In June 2004, I reported that Brost was stumping around B.C. promoting these schemes.

"A few weeks ago, he made a presentation at University College of the Cariboo in Kamloops," I wrote at the time. "On May 30, there was another meeting at the Radisson Hotel in Burnaby. The pitch appears to be working. I have been told that one man in his 60s has invested $250,000 of his retirement money."

I asked Sasha Angus, then the B.C. Securities Commission's enforcement director, whether he knew about Brost's activities.

"We are aware of the situation and looking at it," Angus told me.

In September 2004, the Alberta Securities Commission issued a cease-trade order against Brost and his main operating company, the Institute for Financial Learning, forbidding them from selling investments in the depository and three other schemes.

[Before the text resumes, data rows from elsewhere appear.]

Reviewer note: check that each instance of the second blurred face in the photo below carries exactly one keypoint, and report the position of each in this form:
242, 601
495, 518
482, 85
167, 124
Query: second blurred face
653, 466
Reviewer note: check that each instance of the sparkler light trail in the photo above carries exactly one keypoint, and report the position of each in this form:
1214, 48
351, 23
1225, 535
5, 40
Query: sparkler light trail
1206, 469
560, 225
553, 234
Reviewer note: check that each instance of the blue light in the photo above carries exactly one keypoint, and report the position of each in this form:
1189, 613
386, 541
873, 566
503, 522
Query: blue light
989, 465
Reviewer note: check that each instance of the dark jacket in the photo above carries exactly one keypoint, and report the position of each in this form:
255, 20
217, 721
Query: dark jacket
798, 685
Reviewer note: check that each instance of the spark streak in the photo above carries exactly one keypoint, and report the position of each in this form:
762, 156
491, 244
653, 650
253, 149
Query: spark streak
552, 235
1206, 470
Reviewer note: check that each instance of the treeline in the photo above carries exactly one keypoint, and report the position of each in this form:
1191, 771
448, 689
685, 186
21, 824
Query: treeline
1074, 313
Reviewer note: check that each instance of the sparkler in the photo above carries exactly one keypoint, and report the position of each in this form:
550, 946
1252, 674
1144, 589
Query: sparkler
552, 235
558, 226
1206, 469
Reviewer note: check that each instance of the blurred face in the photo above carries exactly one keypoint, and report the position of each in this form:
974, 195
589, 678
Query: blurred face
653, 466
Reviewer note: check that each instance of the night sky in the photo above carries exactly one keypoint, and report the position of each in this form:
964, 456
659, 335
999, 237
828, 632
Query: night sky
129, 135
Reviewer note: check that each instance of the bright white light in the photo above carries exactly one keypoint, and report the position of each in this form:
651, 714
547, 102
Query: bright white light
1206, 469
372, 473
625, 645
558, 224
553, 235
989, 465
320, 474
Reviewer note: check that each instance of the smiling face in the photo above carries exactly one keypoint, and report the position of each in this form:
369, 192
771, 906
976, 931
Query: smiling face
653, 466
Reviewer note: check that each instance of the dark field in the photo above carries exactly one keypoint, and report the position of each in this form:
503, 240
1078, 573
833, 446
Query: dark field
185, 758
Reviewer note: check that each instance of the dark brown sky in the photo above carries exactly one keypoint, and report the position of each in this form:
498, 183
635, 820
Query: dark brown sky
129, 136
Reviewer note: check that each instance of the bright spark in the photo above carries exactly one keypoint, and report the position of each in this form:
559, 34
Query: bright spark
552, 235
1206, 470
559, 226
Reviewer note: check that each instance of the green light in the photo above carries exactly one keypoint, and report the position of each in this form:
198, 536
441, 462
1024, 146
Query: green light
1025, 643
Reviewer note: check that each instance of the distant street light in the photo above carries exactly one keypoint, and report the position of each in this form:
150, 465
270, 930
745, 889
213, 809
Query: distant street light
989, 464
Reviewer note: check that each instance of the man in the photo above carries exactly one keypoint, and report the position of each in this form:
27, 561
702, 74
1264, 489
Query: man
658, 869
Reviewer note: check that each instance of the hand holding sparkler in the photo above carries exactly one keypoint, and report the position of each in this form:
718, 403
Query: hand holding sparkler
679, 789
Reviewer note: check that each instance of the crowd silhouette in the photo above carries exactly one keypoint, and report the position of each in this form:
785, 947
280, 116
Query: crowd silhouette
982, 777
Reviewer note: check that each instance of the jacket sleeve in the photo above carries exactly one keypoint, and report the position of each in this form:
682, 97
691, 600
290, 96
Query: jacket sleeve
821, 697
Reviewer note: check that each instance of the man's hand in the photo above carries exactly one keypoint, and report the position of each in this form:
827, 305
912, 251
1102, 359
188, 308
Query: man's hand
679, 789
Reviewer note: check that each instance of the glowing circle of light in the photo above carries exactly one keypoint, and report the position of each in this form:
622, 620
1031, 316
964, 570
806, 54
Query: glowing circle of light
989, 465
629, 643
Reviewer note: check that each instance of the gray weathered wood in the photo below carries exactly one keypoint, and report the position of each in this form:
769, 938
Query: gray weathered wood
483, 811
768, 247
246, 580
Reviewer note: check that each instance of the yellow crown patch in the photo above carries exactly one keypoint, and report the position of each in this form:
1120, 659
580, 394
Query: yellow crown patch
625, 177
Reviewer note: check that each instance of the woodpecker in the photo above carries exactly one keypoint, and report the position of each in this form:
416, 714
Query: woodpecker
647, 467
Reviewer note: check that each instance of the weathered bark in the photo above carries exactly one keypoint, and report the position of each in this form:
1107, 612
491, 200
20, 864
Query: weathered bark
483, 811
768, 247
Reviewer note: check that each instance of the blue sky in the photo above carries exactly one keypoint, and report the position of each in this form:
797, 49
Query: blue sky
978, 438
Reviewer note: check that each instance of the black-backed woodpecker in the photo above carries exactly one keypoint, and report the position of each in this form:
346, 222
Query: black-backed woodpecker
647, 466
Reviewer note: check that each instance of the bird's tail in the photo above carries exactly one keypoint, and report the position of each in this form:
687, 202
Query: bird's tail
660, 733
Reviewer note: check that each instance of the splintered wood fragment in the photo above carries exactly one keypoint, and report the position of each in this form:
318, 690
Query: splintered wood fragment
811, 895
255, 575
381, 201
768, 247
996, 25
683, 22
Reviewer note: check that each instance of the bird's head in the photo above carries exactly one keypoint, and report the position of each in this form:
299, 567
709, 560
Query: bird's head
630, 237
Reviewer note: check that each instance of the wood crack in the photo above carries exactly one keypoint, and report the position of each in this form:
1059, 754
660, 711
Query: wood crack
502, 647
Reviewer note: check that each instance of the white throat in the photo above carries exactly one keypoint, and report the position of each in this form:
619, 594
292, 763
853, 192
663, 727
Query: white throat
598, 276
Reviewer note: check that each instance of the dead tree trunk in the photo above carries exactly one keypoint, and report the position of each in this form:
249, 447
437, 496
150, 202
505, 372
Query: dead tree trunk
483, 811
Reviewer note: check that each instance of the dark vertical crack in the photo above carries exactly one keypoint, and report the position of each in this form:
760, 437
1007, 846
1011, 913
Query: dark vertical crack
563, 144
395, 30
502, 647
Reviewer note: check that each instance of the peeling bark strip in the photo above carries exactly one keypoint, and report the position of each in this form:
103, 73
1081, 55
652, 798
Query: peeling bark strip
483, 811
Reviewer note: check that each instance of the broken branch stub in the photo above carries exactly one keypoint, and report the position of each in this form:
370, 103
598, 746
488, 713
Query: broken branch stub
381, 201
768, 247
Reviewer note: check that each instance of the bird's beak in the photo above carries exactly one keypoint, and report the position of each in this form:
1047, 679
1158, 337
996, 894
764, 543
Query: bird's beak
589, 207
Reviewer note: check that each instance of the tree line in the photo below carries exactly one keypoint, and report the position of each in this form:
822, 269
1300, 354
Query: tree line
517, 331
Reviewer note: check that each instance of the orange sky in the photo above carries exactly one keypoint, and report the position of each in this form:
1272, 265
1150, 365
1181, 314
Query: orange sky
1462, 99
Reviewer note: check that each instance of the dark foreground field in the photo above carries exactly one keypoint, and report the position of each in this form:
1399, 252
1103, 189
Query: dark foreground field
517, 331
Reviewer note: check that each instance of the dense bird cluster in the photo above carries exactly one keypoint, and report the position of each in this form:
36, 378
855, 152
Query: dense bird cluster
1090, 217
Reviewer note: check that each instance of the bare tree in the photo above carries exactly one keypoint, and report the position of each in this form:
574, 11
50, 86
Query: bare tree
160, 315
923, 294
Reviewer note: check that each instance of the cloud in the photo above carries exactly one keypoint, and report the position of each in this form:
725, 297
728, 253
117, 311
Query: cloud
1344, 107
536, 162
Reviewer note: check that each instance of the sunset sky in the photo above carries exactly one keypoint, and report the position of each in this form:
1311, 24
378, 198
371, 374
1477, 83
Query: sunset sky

In October 2005, the Alberta commission issued another notice of hearing alleging that Brost and Capital Alternatives had induced investors to invest millions of dollars into another scheme called Strategic Metals Inc.

At that point, the commission referred the file to the RCMP Integrated Market Enforcement Team, which began an investigation.

In February 2007, the hearing panel found Brost had illegally sold $36.5 million in investments. "Brost not only does not recognize the seriousness of his misconduct, but he is also prepared to shamelessly overlook it," the panel noted. It fined him $650,000 and permanently banned him from the Alberta market.

The B.C. Securities Commission piggy-backed on this order and also issued a permanent ban, but not until April of this year.

It didn't matter, of course, because Brost ignored every administrative order that was issued against him. The only thing that would stop him was jail. But the RCMP IMET team in Calgary didn't file charges and didn't put Brost behind bars until this week -- four years after the Alberta commission had referred the file to the police.

Why did this take so long? Supt. Eric Mattson, who heads the IMET team, told the Calgary Herald they "could not act until there was enough evidence. "

"During that time, we didn't want to be seen as market-breakers. We don't want to accuse a group of committing crimes and say, 'Don't do this,' because at the end of the investigation perhaps we don't have sufficient information to lay charges and we'd be open to [civil litigation] as well. We may end up interfering with what could have been legitimate business."

In my view, these comments are outrageous. This was a patently fraudulent scheme when I ran across it in 2002. It was a patently fraudulent scheme when the Alberta commission referred it to the RCMP in 2005. Depending which start date you use, it took seven years or four years for the Mounties to shut this thing down. That is a disgrace. But the real tragedy for Canadians is that this is par for the course.

Two years ago, the Conservative government tried to clean up the mess that is the RCMP IMET program, but the attempt has utterly failed. Prime Minister Stephen Harper's proposed amendments to the criminal code will do nothing to solve the problem of timely prosecution.

What we need is a royal commission of inquiry into white-collar crime in Canada. Nothing short of a complete overhaul can save us from this systemic dysfunction. Let's not allow Edna Coulic to die in vain.